I recently had a conversation with a mother who is concerned about her daughter’s experiences at school with mean girls. You know, mean girls: the scourge of the middle grades and beyond. Perhaps from a need to build themselves up, these mean girls seek to tear others down, hoping to place themselves upon a pedestal made from the broken backs of others. They’re a wily bunch, traveling in packs like wild dogs and just as cruel and exacting in their ferocity.
As the mother of two girls, I’m terrified of them. Let me clarify that. I am not personally afraid of them. I know that I can take them on, all swagger and rage in my momma bear persona if need be. But I won’t do that, because taking on the mean girls is no longer my fight, thankfully. I know all too well the damage they can inflict upon a girl’s developing psyche, i.e., my girls’ psyches. Like most women my age, I think back to Little House on the Prairie and that quintessential mean girl: Nellie Olsen. But Nellie is likely tame compared to the mean girls of today.
What scares me is that like so many other battles kids have to face, they generally face this one alone. Their own shaky self-worth is pitted against a small clique wielding its power far beyond the playground. Yet, as cruel as they can seem to their peers, they are also masters of duplicity, who shape-shift into sweetness and light when necessary or advantageous.
And so, how do we, as a society, train our girls to combat this enemy? This enemy, who is as much us as we are them?
I think the answer lies in teaching our girls to listen to and to value their intrinsic worth. So often, it seems that we praise our children for extrinsic manifestations: grades, awards, medals, and other tangible proof that they have merit by society’s standards. But what about teaching them to calibrate their own personal meters of self-worth? To encourage them to pursue activities that allow them to feel good about themselves, regardless of the the points earned, the time on the clock, or the evidence of whatever our flavor-of-the-month society deems valuable?
It occurs to me that many of the pursuits that interest me as an adult fall into this category of intrinsically worthy. I run, not because I will win any races, but because I like how three miles feels: like an accomplishment, even at my turtle pace.
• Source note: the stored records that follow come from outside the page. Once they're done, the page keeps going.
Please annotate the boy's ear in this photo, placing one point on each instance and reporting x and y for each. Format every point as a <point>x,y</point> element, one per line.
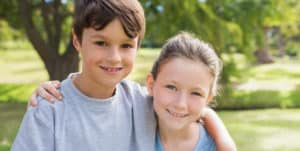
<point>149,84</point>
<point>75,41</point>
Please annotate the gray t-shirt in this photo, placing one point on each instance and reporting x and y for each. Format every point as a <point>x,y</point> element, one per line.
<point>124,122</point>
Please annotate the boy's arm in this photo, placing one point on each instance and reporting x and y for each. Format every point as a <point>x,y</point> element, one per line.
<point>36,131</point>
<point>218,131</point>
I do yoga because it clears the chatter in my mind, including those mean girl demons that still, somehow, sometimes, reside within. I spend time outdoors because nature heals and restores my spirit. And I write because it’s one creative pursuit that makes me feel exceptional, even if I choose not to share it with others. And I think a lot of women get the same positive energies from a wide variety of activities that allow them to be creative and active by striving towards personal goals that are both public and private.
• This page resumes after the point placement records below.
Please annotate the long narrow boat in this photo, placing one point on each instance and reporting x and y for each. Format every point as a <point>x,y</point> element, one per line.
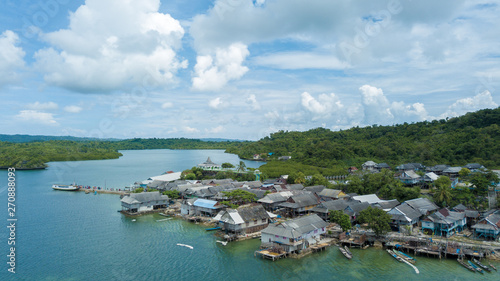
<point>348,251</point>
<point>476,267</point>
<point>481,265</point>
<point>71,187</point>
<point>400,259</point>
<point>343,251</point>
<point>404,257</point>
<point>466,265</point>
<point>407,256</point>
<point>394,255</point>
In my youth, I tried some sports, but I was without much natural grace, and was therefore pretty mediocre. Plus, that domain seemed to belong to my siblings and not to me. I tried music, which I enjoyed, but which was more work for me than I was willing to do. I could never quite make it to the elusive First Chair. I don’t think I realized at the time that I could play just for my own enjoyment. It took me a long time to find niches that felt right for me. The more that we can find ways to encourage our daughters to engage in activities that don’t require judgment and winner / loser brackets – those extrinsically valued rewards that our culture esteems so highly – the stronger these girls will become. The more ready they will be to face those mean girls – those who lurk on the playgrounds as well as within – and to perhaps encourage them to show their softer side. Not everything need be a competition with a single alpha female triumphing over the rest.
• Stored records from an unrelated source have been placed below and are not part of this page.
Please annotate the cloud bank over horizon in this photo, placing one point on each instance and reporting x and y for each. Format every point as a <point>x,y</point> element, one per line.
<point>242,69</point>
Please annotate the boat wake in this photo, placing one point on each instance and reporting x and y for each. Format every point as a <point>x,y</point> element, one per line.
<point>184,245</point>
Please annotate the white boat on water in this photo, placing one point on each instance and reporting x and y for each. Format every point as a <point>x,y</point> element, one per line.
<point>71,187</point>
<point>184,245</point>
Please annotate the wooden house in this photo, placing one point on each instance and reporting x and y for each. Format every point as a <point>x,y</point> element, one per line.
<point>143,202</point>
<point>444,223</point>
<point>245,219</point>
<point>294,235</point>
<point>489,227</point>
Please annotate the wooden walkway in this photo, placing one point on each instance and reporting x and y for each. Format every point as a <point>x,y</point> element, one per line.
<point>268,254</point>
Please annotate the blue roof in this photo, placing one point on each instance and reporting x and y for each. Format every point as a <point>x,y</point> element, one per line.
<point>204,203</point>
But I have to ask myself: How did I get to this point? How did I become comfortable in my own skin? It was certainly a long journey for me. I know that it isn’t the mere passage of time that guided me to my own personal satisfaction with myself. But I can’t really pinpoint what occurred or when. Is it the wisdom imparted by experiences I’ve had that make my life at forty-three years so much more bearable than it was at thirteen? Am I just better skilled at seeking out those who are like-minded and at resisting the vortex of those mean girls who, yes, I still encounter among my colleagues? And how do we adults help create a new social value, where competition is replaced by community?
I don’t know the answers to these questions any more than my daughters would if I asked them. And just as there are aspects of parenting that I do without much thought, there are others that I do very deliberately, like limiting my daughters’ exposure to media that promotes images of women that are not only unrealistic but utterly unattainable without a troupe of professional Photoshop artists.
There is a beauty that comes from within, from a sense of poise and confidence that is innate at our beginnings and which it is possible to regain from resilience and the conviction that, yes, you are worthy. Intrinsically and beautifully worthy. And it is that worth that we need to help our daughters reclaim, and not reclaim for them, for that defeats the purpose altogether. It should be our wish that each girl blaze her own unique path, and along the way, seek out those glimmers that lead to her own personal, intrinsic happiness.